American magician and mentalist

John Stessel is an American magician, mentalist, and illusion designer based in New York City.

== Career ==
Stessel began performing magic as a child and created Flush, a linking rubber band effect, while in high school; it was later released commercially by the magic publisher Vanishing Inc.

In 2014, Stessel appeared as a competitor on the Syfy series Wizard Wars. He later served as head magic consultant for The Magician, a show featuring Dan White produced by theory11 at the NoMad Hotel in New York City.

In 2019, The New York Times noted Stessel's Saturday-night performances at the Red Rabbit Club in Manhattan's Meatpacking District, writing that he "does everything but pull a red rabbit out of a hat." In 2026, Flaunt reported the announcement of his residency at the Moxy Chelsea hotel, described as "a close-up evening of contemporary magic and mind-reading."

Stessel has been a recurring guest on Elvis Duran and the Morning Show.

In 2026, Stessel served as magic producer on The Puzzle Room with David Kwong, a Netflix video podcast hosted by magician David Kwong and produced by Pod People, which premiered in May 2026.

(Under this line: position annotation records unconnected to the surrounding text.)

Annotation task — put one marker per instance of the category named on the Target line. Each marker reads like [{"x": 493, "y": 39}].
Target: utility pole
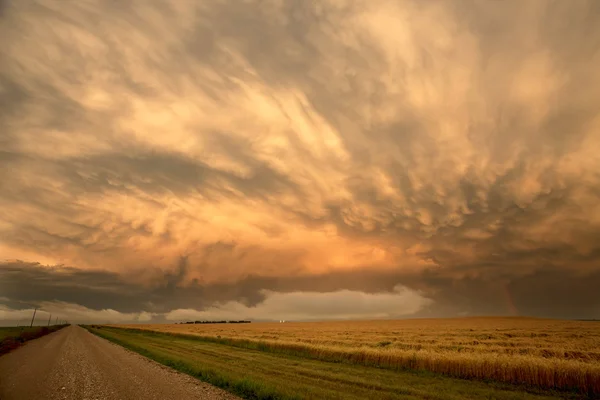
[{"x": 32, "y": 318}]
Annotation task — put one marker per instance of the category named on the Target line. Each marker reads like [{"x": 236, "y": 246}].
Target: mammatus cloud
[
  {"x": 304, "y": 306},
  {"x": 195, "y": 153}
]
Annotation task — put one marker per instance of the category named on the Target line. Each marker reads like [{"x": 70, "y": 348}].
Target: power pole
[{"x": 32, "y": 318}]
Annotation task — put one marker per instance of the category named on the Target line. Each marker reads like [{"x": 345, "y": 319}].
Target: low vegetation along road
[{"x": 74, "y": 364}]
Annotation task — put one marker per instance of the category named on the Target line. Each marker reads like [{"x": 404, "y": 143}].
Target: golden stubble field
[{"x": 539, "y": 352}]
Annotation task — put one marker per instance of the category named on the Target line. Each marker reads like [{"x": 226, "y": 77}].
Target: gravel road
[{"x": 74, "y": 364}]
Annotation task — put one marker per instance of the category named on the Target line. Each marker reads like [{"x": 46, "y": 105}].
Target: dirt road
[{"x": 74, "y": 364}]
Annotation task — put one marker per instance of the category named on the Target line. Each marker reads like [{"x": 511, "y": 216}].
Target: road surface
[{"x": 74, "y": 364}]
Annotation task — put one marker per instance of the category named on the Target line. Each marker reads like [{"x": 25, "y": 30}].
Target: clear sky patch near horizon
[{"x": 172, "y": 160}]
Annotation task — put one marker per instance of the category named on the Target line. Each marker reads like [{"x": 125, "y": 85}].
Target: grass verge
[
  {"x": 255, "y": 374},
  {"x": 13, "y": 337}
]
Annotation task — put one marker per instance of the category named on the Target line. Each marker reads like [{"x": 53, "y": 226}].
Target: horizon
[{"x": 340, "y": 159}]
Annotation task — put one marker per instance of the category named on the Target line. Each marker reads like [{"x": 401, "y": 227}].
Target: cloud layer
[{"x": 193, "y": 155}]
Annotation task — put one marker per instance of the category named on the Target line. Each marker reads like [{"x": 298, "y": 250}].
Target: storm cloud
[{"x": 225, "y": 156}]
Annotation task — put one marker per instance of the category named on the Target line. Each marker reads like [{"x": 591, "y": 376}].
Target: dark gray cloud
[{"x": 450, "y": 148}]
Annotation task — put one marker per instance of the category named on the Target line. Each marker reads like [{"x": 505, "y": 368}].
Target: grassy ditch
[
  {"x": 13, "y": 337},
  {"x": 257, "y": 374}
]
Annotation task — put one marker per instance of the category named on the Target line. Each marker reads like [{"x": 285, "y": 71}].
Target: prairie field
[{"x": 543, "y": 353}]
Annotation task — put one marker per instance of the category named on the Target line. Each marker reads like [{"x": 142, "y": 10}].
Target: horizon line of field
[{"x": 553, "y": 376}]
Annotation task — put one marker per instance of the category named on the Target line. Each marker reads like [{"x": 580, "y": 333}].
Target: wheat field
[{"x": 538, "y": 352}]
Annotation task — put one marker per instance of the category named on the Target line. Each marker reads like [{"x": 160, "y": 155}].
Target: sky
[{"x": 163, "y": 161}]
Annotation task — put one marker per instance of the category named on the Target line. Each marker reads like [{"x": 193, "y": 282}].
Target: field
[
  {"x": 13, "y": 337},
  {"x": 540, "y": 353},
  {"x": 259, "y": 374}
]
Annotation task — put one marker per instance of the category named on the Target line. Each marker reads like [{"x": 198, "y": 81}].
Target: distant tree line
[{"x": 215, "y": 322}]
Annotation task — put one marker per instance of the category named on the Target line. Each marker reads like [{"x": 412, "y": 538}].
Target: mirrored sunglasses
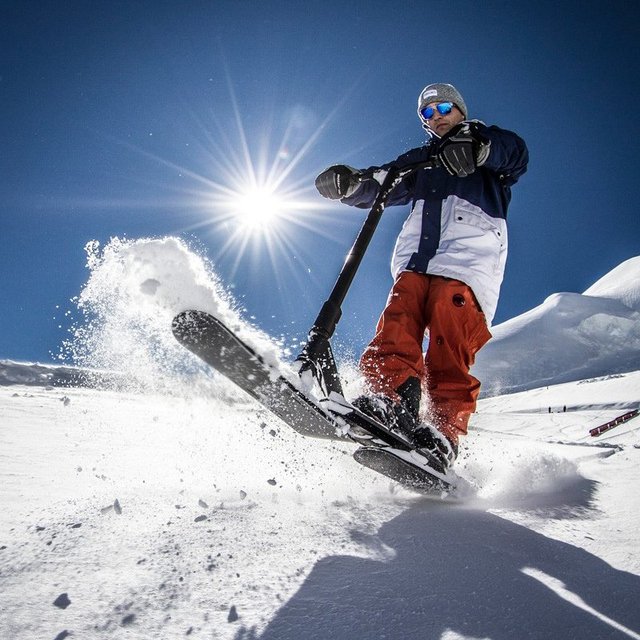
[{"x": 443, "y": 109}]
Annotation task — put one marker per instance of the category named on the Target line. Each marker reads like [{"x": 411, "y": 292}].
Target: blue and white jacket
[{"x": 457, "y": 226}]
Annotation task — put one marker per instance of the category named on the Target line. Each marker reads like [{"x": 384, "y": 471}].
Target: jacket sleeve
[
  {"x": 508, "y": 156},
  {"x": 365, "y": 195}
]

== Magic for Shelter Dogs ==
Beginning in 2018, Stessel gained attention for performing magic tricks for dogs at animal shelters to encourage adoptions. A holiday video produced with TBS at the Town of Hempstead Animal Shelter in New York was covered by People and HuffPost. The project, produced with St. Hubert's Animal Welfare Center, was a finalist in the Shorty Impact Awards nonprofit partnership category.

In 2023, the project was featured on ABC's Good Morning America and covered by Newsweek, which reported that Stessel had spent five years performing for adoptable dogs.